Het verbod op verkoop met verlies
Artikel 101 §1 Wet Marktpraktijken verbiedt het aan iedere onderneming om goederen met verlies te koop aan te bieden of te verkopen. Een verkoop met verlies is iedere verkoop die niet geschiedt aan een prijs die minstens gelijk is aan de prijs waartegen de onderneming het goed heeft gekocht of aan de eventuele herbevoorradingsprijs, weliswaar na aftrek van eventueel toegekende en definitief verworven kortingen. Er wordt daarbij geen rekening gehouden met kortingen die al dan niet uitsluitend worden toegekend in ruil voor verbintenissen van de onderneming andere dan de aankoop van goederen. Op het principiële verbod bestaan een aantal uitzonderingen die vervat zijn in artikel 102 Wet Marktpraktijken.

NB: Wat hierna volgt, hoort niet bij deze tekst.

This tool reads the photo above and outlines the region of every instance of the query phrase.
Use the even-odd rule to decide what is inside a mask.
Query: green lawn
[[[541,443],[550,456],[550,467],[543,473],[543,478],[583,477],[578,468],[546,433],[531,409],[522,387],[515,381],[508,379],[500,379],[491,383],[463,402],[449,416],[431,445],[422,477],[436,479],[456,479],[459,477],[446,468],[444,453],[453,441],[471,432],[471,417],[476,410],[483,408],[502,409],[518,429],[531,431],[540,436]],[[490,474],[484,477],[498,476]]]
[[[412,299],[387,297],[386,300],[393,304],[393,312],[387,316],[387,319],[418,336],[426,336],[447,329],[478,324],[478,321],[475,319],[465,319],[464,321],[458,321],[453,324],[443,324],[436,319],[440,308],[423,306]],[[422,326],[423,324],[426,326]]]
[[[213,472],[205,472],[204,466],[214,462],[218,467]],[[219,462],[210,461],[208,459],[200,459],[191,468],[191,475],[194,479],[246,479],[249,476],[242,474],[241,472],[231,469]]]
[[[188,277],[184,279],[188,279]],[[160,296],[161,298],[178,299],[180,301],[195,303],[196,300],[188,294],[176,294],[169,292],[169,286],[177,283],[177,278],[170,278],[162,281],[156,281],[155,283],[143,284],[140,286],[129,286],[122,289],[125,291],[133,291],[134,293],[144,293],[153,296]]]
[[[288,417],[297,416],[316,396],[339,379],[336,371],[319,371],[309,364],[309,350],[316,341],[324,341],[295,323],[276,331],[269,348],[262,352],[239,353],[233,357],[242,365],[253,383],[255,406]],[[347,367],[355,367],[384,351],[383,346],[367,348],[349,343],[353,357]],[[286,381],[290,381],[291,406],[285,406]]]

De beschikking van het Hof van Justitie inzake het verbod op verkoop met verlies
Het Hof van Justitie werd een prejudiciële vraag gesteld door de (voorzitter van de) rechtbank van koophandel te Gent en in de vraagstelling oordeelde de rechter al dat artikel 101 van de Wet Marktpraktijken onder meer de consumentenbelangen beoogt te beschermen. De vraag van de Belgische rechter was dan ook of artikel 101, gelet op dit oogmerk, strijdig is met de richtlijn oneerlijke handelspraktijken waar het de verkoop met verlies verbiedt ‘terwijl deze richtlijn dergelijke verkooppraktijk schijnbaar niet verbiedt en de Belgische wet mogelijk strenger is dan wat deze richtlijn voorziet en wat verboden is door artikel 4 van deze richtlijn’ (formulering van het Hof van Justitie).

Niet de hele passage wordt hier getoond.